Comment by msgodel
20 hours ago
I think one of the people who got closest to that was Sam Zeloof.
He kind of had everything going: extremely clever and motivated, cooperation with his parents (who also worked in the industry), access to equipment. Kind of hard to improve on that.
He was able to replicate most of Intel's SOTA process... from 50 years ago. That's more than almost everyone else has managed in their garage but that's about the best you can expect without insane capex and ramp up (and again, it's not like he didn't have access to capital, it just wasn't monetary.) Even still it took five or so years to work everything out.

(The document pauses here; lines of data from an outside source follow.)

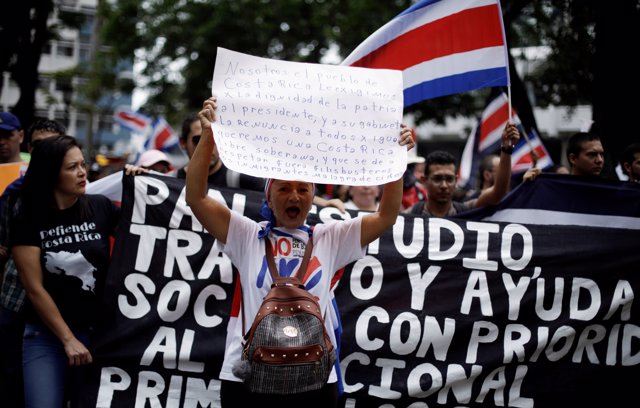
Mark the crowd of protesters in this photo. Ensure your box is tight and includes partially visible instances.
[0,106,640,408]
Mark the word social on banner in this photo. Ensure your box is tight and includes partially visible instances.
[212,48,407,185]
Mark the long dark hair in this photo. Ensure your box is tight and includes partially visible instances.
[20,135,89,218]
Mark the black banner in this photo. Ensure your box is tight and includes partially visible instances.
[84,176,640,408]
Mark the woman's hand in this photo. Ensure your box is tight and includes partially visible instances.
[198,96,218,130]
[63,337,93,366]
[400,123,416,150]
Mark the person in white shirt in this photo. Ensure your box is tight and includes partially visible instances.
[186,97,414,407]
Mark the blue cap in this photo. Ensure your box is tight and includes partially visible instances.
[0,112,22,131]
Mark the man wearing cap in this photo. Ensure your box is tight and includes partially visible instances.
[401,155,427,210]
[0,112,24,163]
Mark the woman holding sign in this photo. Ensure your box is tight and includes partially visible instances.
[10,135,142,408]
[186,98,414,407]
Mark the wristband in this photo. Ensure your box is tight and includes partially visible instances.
[500,146,513,154]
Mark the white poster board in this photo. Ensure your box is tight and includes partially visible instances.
[212,48,407,185]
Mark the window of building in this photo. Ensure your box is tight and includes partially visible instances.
[56,42,73,57]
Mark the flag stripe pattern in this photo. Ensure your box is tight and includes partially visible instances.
[511,129,553,173]
[342,0,509,106]
[144,117,179,151]
[113,106,152,134]
[478,93,520,153]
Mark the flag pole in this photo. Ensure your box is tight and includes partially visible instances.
[507,86,511,123]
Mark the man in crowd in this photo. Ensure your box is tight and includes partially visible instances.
[0,112,24,163]
[466,154,500,200]
[405,123,520,217]
[567,132,604,177]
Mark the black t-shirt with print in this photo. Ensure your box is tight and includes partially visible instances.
[10,194,120,329]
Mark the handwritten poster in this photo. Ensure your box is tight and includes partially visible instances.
[212,48,407,185]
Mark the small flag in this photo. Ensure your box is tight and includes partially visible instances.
[144,116,180,151]
[458,93,553,188]
[113,106,152,134]
[342,0,510,106]
[511,129,553,174]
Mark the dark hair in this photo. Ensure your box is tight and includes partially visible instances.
[20,135,90,218]
[25,119,67,143]
[424,150,458,176]
[180,113,200,142]
[567,132,600,163]
[620,143,640,176]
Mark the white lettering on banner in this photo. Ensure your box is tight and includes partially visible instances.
[392,217,424,259]
[164,230,202,280]
[349,255,383,300]
[96,367,220,408]
[131,177,169,224]
[462,221,500,271]
[129,224,167,272]
[460,271,493,316]
[212,48,406,185]
[341,353,534,408]
[140,326,204,373]
[407,263,442,310]
[118,273,227,328]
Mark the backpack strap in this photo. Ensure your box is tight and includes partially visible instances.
[264,235,313,282]
[238,235,313,340]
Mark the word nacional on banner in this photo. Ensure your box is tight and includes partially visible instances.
[212,48,407,185]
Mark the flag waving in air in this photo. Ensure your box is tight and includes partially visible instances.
[144,117,180,151]
[458,93,553,188]
[113,106,152,134]
[342,0,510,106]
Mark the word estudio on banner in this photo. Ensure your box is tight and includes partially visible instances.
[83,175,640,408]
[212,48,407,185]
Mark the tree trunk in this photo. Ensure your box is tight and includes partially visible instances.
[12,1,53,132]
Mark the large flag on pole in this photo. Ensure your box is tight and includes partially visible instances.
[342,0,510,106]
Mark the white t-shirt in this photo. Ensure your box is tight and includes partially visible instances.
[218,211,365,382]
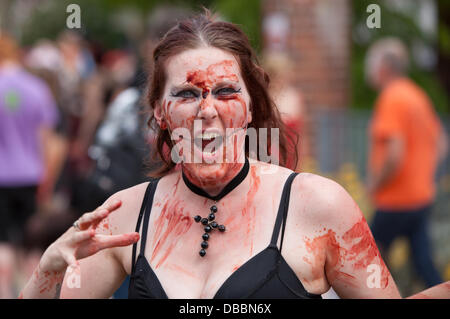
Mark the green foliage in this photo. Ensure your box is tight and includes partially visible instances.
[21,0,260,48]
[351,0,450,113]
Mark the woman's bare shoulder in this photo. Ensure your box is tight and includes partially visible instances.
[291,173,360,227]
[100,182,153,235]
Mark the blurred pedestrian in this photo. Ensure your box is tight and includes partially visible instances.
[263,51,304,171]
[366,38,447,287]
[0,34,58,298]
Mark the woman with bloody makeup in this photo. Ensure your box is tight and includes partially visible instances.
[21,10,450,298]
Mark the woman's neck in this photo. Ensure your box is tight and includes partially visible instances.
[182,155,245,196]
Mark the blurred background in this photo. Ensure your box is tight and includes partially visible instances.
[0,0,450,298]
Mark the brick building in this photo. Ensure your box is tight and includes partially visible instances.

The SOTA today is really kind of insane. It's right at the frontier of what all of humanity is capable of. Of course as time goes on we'll push that out and today's SOTA is tomorrow's commodity but that won't change everyone's concern with being unable to replicate the contemporary best process.
The reality is all our "defense" needs (and arguably most other needs too) are far more than adequately met with processes a decade old now. It's really not the big deal everyone makes it out to be.
> The reality is all our "defense" needs (and arguably most other needs too) are far more than adequately met with processes a decade old now. It's really not the big deal everyone makes it out to be.
Right, this is why I think in-sourcing chip manufacture is totally viable (that is, if we were actually interested in that and not just using it as an excuse for corruption). The interesting exceptions I've heard about are things like, IIRC, high-power local AI for autonomous drones. But for SAMs and such, old tech will probably do it.